How does Julia find a module?
[edit | edit source]Julia looks for module files in directories defined in the LOAD_PATH variable.
julia> LOAD_PATH 3-element Array{String,1}: "@" "@v#.#" "@stdlib"
To make it look in other places, add some more using push!
:
julia> push!(LOAD_PATH, "/Users/me/myjuliaprojects") 3-element Array{String,1}: "@" "@v#.#" "@stdlib" "/Users/me/myjuliaprojects"
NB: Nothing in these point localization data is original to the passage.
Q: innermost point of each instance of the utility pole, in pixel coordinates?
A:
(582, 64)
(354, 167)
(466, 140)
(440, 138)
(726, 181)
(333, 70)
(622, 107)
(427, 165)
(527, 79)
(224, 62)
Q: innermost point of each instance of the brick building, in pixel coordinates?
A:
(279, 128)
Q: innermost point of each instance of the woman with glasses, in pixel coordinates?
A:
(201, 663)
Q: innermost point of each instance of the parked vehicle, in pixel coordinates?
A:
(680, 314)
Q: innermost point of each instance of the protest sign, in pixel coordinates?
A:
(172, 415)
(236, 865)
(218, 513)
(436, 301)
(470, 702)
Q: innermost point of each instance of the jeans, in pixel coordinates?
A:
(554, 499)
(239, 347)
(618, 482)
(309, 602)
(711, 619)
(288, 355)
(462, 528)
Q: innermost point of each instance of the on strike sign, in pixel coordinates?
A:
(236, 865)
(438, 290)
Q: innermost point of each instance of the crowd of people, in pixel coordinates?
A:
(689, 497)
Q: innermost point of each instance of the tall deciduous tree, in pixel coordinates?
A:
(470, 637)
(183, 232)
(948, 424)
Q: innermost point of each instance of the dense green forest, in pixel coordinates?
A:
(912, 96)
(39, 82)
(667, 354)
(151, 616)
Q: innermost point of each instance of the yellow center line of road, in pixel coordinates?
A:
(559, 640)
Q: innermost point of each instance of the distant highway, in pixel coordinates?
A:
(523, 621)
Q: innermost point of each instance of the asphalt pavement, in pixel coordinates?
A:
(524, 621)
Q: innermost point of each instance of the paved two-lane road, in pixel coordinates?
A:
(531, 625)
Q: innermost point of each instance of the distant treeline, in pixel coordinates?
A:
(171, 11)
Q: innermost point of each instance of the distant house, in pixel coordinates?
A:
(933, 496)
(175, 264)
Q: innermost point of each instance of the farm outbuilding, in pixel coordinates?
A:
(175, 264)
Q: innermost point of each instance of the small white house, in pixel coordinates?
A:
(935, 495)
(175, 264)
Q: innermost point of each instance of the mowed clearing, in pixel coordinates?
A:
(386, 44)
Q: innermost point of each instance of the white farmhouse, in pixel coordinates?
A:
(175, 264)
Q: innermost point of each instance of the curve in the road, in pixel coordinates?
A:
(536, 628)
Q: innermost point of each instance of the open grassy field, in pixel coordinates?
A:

And, since you don't want to do this every single time you run Julia, put this line into your startup file ~/.julia/config/startup.jl
,
which runs each time you start an interactive Julia session.
Julia looks for files in those directories in the form of a package with the structure:
ModuleName/src/file.jl
Or, if not in Package form (see below), it will look for a filename that matches the name of your module:
julia> using MyModule
and this would look in the LOAD_PATH for a file called MyModule.jl and load the module contained in that file.
Packages
[edit | edit source]To see all the packages you've installed in your current project:
julia> ] (v1.0) pkg> status Status `~/.julia/environments/v1.0/Project.toml` [c7932e45] AstroLib v0.3.0 [9e28174c] BinDeps v0.8.8 [159f3aea] Cairo v0.5.2 [49dc2e85] Calculus v0.4.0 [3da002f7] ColorTypes v0.6.7 [5ae59095] Colors v0.8.2 [861a8166] Combinatorics v0.6.0 [34da2185] Compat v0.68.0 [864edb3b] DataStructures v0.8.3 [5789e2e9] FileIO v0.9.0 [53c48c17] FixedPointNumbers v0.4.6 [28b8d3ca] GR v0.31.0 [a2bd30eb] Graphics v0.3.0 [9fb69e20] Hiccup v0.2.1 [a4bce56a] Iterators v0.3.1 [e5e0dc1b] Juno v0.4.1 ... messages ... (v1.0) pkg>
Structure of a package
[edit | edit source]Julia uses git for organizing and controlling packages. By convention, all packages are stored in git repositories, with a ".jl" suffix. So the Calculus package is stored in a Git repository called Calculus.jl. This is how the Calculus package is organized in terms of files on disk:
Calculus.jl/ # this is the main package directory for the Calculus package
src/ # this is the subdirectory containing the source
Calculus.jl # this is the main file - notice the capital letter
module Calculus # inside this file, declare the module name
import Base.ctranspose # and import other packages
export derivative, check_gradient, # export some of the functions defined in this package
...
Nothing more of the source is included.